Old Man Luedecke, is one of Canada’s best loved and most intriguing roots singer-songwriters. “An original, he is a musical singularity to be savoured and shared”, says the Vancouver Folk Festival. His memorable melodies, poetic sense and easy charisma appeal to anyone searching for new growth from old roots.
Old Man Luedecke was born in Toronto but has made his home for years in the music rich maritime province of Nova Scotia, on the east coast of Canada. There his music has been wholeheartedly adopted and is becoming representative for its traditional storytelling folk elements. It speaks to a new generation of people craving such meaning in their music.
Luedecke is a young man with an old soul who doesn’t sugar coat his fears and this lets his songs breathe with a fresh breeze of bittersweet hopefulness. He channels a refreshing energy from folk giants like Woody Guthrie and Pete Seeger with maybe a hint of Loudon Wainwright III. But it’s Luedecke’s contemporary lyrics coupled with the irresistible rhythm of the old time banjo that connect and make him so loved with his audiences. Anchored in his music’s melodic confidence is an ability to tap into a common muddled and dark search for meaning. This keeps people singing his songs and praises after he’s traveled on.
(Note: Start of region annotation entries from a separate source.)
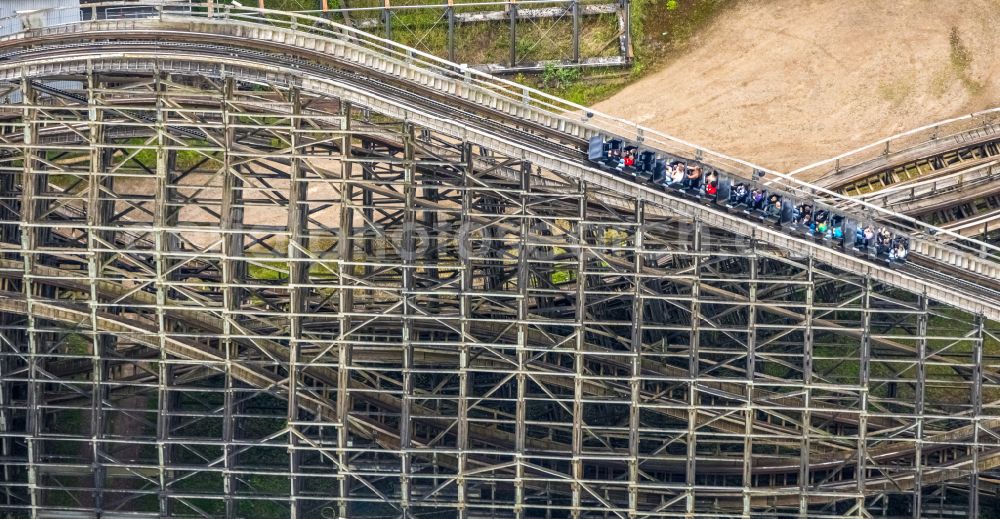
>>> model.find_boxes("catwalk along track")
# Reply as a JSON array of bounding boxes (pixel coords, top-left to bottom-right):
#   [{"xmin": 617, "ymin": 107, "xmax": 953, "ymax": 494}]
[{"xmin": 0, "ymin": 4, "xmax": 1000, "ymax": 518}]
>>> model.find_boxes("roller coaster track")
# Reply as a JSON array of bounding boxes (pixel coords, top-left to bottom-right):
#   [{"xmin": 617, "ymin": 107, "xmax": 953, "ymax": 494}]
[
  {"xmin": 0, "ymin": 15, "xmax": 1000, "ymax": 318},
  {"xmin": 792, "ymin": 109, "xmax": 1000, "ymax": 241},
  {"xmin": 0, "ymin": 2, "xmax": 1000, "ymax": 517}
]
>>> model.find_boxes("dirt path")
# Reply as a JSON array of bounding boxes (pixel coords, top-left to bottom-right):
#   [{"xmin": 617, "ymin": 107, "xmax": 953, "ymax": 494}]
[{"xmin": 597, "ymin": 0, "xmax": 1000, "ymax": 177}]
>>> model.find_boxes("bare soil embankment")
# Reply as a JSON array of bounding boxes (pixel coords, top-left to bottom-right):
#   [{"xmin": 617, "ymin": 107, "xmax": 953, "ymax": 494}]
[{"xmin": 596, "ymin": 0, "xmax": 1000, "ymax": 175}]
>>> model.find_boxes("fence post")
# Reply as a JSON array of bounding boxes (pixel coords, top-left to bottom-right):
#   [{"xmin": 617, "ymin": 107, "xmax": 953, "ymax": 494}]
[
  {"xmin": 507, "ymin": 0, "xmax": 517, "ymax": 68},
  {"xmin": 448, "ymin": 0, "xmax": 455, "ymax": 62}
]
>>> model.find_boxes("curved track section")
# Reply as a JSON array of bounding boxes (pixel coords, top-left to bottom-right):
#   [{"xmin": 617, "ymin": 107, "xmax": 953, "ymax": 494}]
[
  {"xmin": 793, "ymin": 109, "xmax": 1000, "ymax": 242},
  {"xmin": 0, "ymin": 2, "xmax": 1000, "ymax": 518}
]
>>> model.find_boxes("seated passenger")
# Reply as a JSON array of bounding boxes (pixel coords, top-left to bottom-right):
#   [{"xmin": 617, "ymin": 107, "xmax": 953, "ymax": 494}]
[
  {"xmin": 684, "ymin": 164, "xmax": 701, "ymax": 189},
  {"xmin": 795, "ymin": 204, "xmax": 812, "ymax": 224},
  {"xmin": 830, "ymin": 225, "xmax": 844, "ymax": 241},
  {"xmin": 729, "ymin": 182, "xmax": 748, "ymax": 207},
  {"xmin": 670, "ymin": 161, "xmax": 685, "ymax": 185},
  {"xmin": 896, "ymin": 240, "xmax": 909, "ymax": 261},
  {"xmin": 624, "ymin": 151, "xmax": 635, "ymax": 168},
  {"xmin": 816, "ymin": 220, "xmax": 830, "ymax": 238},
  {"xmin": 764, "ymin": 195, "xmax": 781, "ymax": 217}
]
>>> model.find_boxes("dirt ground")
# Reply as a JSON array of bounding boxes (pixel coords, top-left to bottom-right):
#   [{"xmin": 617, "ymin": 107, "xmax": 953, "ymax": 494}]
[{"xmin": 596, "ymin": 0, "xmax": 1000, "ymax": 175}]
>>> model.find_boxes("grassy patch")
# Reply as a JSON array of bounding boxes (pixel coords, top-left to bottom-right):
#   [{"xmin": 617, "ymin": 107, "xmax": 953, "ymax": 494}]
[
  {"xmin": 527, "ymin": 0, "xmax": 738, "ymax": 105},
  {"xmin": 948, "ymin": 27, "xmax": 983, "ymax": 95}
]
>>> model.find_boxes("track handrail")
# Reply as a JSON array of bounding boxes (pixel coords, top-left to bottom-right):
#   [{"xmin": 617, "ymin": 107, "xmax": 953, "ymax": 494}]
[{"xmin": 0, "ymin": 0, "xmax": 1000, "ymax": 268}]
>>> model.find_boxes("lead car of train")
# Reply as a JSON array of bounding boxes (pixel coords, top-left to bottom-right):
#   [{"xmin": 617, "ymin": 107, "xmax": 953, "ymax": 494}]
[{"xmin": 587, "ymin": 135, "xmax": 910, "ymax": 264}]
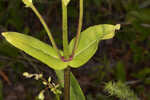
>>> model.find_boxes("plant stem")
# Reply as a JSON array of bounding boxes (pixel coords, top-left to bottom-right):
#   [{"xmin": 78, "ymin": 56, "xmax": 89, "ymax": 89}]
[
  {"xmin": 64, "ymin": 67, "xmax": 70, "ymax": 100},
  {"xmin": 72, "ymin": 0, "xmax": 83, "ymax": 57},
  {"xmin": 56, "ymin": 94, "xmax": 60, "ymax": 100},
  {"xmin": 62, "ymin": 0, "xmax": 69, "ymax": 59},
  {"xmin": 62, "ymin": 0, "xmax": 70, "ymax": 100},
  {"xmin": 31, "ymin": 5, "xmax": 61, "ymax": 58}
]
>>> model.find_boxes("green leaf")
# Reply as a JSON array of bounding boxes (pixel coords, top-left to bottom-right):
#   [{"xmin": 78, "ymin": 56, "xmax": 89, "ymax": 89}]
[
  {"xmin": 2, "ymin": 32, "xmax": 67, "ymax": 70},
  {"xmin": 69, "ymin": 24, "xmax": 120, "ymax": 68},
  {"xmin": 55, "ymin": 70, "xmax": 85, "ymax": 100}
]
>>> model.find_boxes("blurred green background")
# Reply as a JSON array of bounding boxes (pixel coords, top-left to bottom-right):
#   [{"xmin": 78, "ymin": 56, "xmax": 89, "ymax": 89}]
[{"xmin": 0, "ymin": 0, "xmax": 150, "ymax": 100}]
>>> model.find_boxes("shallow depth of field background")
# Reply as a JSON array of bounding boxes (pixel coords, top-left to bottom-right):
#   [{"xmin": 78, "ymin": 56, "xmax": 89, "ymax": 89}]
[{"xmin": 0, "ymin": 0, "xmax": 150, "ymax": 100}]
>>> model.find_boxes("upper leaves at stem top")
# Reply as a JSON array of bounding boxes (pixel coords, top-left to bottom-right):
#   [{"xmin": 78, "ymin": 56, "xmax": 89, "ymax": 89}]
[
  {"xmin": 22, "ymin": 0, "xmax": 33, "ymax": 7},
  {"xmin": 69, "ymin": 24, "xmax": 120, "ymax": 68}
]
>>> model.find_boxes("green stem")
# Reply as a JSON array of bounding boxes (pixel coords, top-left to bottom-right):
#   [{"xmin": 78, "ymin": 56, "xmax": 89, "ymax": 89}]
[
  {"xmin": 62, "ymin": 0, "xmax": 69, "ymax": 59},
  {"xmin": 31, "ymin": 5, "xmax": 61, "ymax": 58},
  {"xmin": 72, "ymin": 0, "xmax": 83, "ymax": 57},
  {"xmin": 56, "ymin": 94, "xmax": 60, "ymax": 100},
  {"xmin": 64, "ymin": 67, "xmax": 70, "ymax": 100},
  {"xmin": 62, "ymin": 0, "xmax": 70, "ymax": 100}
]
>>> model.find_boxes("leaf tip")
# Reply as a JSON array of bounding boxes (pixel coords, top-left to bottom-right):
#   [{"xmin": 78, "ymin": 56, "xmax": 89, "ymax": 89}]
[{"xmin": 115, "ymin": 24, "xmax": 121, "ymax": 30}]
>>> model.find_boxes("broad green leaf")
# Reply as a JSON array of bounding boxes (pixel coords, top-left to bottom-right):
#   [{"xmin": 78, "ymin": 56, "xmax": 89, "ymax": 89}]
[
  {"xmin": 2, "ymin": 32, "xmax": 67, "ymax": 70},
  {"xmin": 63, "ymin": 0, "xmax": 70, "ymax": 6},
  {"xmin": 55, "ymin": 70, "xmax": 85, "ymax": 100},
  {"xmin": 69, "ymin": 24, "xmax": 120, "ymax": 68}
]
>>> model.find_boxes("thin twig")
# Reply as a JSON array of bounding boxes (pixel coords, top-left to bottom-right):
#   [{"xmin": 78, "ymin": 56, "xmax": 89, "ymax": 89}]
[{"xmin": 72, "ymin": 0, "xmax": 83, "ymax": 57}]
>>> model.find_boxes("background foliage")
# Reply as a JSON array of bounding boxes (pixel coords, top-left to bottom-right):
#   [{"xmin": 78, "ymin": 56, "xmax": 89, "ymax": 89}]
[{"xmin": 0, "ymin": 0, "xmax": 150, "ymax": 100}]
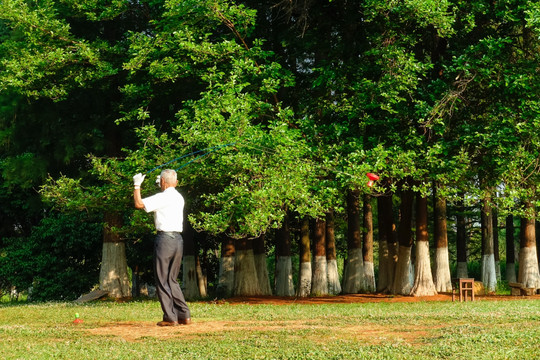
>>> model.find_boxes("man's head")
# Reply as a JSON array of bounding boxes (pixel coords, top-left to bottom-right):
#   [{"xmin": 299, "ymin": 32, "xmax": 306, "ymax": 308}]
[{"xmin": 160, "ymin": 169, "xmax": 178, "ymax": 190}]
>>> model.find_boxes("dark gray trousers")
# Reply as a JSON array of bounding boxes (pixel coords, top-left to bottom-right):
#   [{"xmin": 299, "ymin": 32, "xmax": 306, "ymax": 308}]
[{"xmin": 154, "ymin": 231, "xmax": 191, "ymax": 321}]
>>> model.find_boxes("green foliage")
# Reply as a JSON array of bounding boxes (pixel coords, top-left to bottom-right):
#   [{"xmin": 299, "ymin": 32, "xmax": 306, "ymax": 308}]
[{"xmin": 0, "ymin": 213, "xmax": 102, "ymax": 301}]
His performances are exciting and totally entertaining. His uncliched banjo playing sparkles beautifully and dynamically. This coupled with his thumping foot creates a complete sound. People are drawn into singing along. His singing is his own. Clear and unadorned it is totally emotive and suits the sincerity of his tunes. In the breaks between songs come wild and charming stories of meeting heroes and easygoing but gripping musings on things ridiculous and sublime that may have a wink of contemporary vaudeville. Equally at home on festival main stages, theatres and living rooms, he can hold court in the occasional indie rock bar. Luedecke has been a featured performer at all the major folk festivals in Canada and Australia and an increasing number of American festivals, like Strawberry in California. He has appeared with and shared the stage at concerts and soft seaters with such performers as Feist, Tim O’Brien, Joel Plaskett, David Francey, Buck 65, The Be Good Tanyas and Jill Barber. He’s shared festival stages alongside Bela Fleck, Tim O’Brien, Jack Elliot, Kris Kristofferson, Ashley MacIsaac, and countless others.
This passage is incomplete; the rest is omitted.